Not for the starry-eyed, Constellations uses String Theory (the theory that there are multiple parallel universes) to begin open-ended conversations about a broad sweep of themes; love, death, time, choice and fate. The form of this clever play echoes that of Groundhog Day and Edge of Tomorrow in the way it uses repetition. Such repetitions risk tedium, were it not for their constant shift and subtle nuance. By altering a word, a tone, an emotion, or by reversing who says what, key issues are revealed and reinforced.
Award-winning British playwright Nick Payne has created a challenging script with constant and instant changes in emotion, pace and meaning. One minute the audience is laughing at a joke. Then, with barely a flicker of the lights, the scene switches and there are audible gasps at a loud slap, then sombre uncomfortable silence as tragedy unfolds.
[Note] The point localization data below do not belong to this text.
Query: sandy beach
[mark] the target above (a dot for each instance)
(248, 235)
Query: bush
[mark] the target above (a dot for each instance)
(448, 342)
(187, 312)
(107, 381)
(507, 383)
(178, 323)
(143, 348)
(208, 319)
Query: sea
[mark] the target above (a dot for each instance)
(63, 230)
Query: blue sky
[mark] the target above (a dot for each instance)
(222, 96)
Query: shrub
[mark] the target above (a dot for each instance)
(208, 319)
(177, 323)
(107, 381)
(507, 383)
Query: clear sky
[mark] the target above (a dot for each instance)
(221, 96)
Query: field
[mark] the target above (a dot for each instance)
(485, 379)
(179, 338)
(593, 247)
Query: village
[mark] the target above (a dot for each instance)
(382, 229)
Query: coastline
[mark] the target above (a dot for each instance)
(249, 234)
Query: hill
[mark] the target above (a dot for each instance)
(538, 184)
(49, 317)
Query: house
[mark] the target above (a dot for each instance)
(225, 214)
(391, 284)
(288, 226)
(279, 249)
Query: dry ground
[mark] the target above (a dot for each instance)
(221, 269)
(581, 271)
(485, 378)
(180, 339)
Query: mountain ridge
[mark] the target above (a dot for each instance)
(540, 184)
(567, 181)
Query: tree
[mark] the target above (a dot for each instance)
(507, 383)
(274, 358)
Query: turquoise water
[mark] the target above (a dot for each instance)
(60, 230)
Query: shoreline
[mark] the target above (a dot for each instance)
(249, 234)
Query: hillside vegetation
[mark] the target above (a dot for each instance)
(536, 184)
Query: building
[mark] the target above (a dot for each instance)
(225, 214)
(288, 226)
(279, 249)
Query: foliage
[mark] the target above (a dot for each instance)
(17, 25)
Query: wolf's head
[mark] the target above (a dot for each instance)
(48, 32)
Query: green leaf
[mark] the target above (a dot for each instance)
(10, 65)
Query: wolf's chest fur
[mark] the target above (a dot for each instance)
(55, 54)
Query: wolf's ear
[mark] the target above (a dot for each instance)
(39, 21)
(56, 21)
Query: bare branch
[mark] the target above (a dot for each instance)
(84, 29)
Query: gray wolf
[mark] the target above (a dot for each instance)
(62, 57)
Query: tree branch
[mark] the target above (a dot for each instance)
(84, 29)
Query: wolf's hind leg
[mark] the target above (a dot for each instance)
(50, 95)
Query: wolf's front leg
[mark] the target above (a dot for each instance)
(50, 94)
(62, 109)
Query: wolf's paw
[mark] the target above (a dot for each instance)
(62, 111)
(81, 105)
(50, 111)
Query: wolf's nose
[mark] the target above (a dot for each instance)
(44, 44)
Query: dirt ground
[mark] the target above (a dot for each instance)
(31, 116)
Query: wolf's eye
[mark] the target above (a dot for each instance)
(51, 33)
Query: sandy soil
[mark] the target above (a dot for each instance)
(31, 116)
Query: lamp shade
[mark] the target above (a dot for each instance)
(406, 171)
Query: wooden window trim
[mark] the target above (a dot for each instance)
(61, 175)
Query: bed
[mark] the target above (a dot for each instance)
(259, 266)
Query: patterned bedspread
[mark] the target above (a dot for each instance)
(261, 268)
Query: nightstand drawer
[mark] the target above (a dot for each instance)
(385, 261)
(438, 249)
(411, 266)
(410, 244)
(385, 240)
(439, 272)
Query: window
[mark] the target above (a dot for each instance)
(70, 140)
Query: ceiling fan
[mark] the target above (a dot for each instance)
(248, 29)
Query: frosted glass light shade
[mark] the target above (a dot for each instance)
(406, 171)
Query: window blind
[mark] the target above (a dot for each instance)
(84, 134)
This quick-fire rollercoaster of emotions is a pretty tall order for any actor. Moreover, the two-hander cast is critical to the success of the piece as there are no costume or scene changes and minimal props to indicate whether we’re popping forward or backward in the narrative, or even which tangent of the narrative we’re on.
Janna Ramos-Violante (Marianne) and Ashley Dowds (Roland) rise to the challenge with a pretty convincing job all round. Ramos-Violante’s Marianne is quirky, witty and mostly loveable. Dowds is slightly too cool-looking for a haphazard beekeeper storing his honey in bin-liners, but otherwise very watchable.
Celebrated director Alan Swerdlow has plumped for an almost bare white set, a blank canvas upon which to draw the endless permutations of Marianne and Roland’s relationship. A twisting branch arcs over the stage, with a constellation of light bulbs hanging from it, and a solitary bench below. The closed doors at the back of the stage – which apparently lead to a ballroom dancing class – remain closed, hinting at the infinite other universes and the myriads of other alternatives that lie beyond.
With the running time just a little over an hour, this fragmented bittersweet story is a brilliant new work which manages to be both fast-moving and measured. The hopeful ending is a relief after the preceding scenes where one set of possibilities involves the gloomy disintegration of Marianne’s health.
Constellations is certainly not mainstream roll-about-the-aisles Saturday night entertainment, but this intelligent piece of theatre is funny, moving and enormously thought-provoking. It’s the sort of play you might find yourself thinking about it when you’re driving to work the next morning, or washing the dishes after dinner a week later.
In our universe at least, it seems that writer Nick Payne’s stars have aligned rather nicely in this remarkable play. Constellations does require rapt attention in order to untangle and understand the splintered story, but that’s a huge part of the play’s appeal as it follows you out of the theatre and continues to tickle your subconscious.
Constellations is currently showing at the Montecasino in Jo’burg until 28 September. It can then be seen at the Theatre on the Bay, Cape Town from 30 September to 11 October 2014.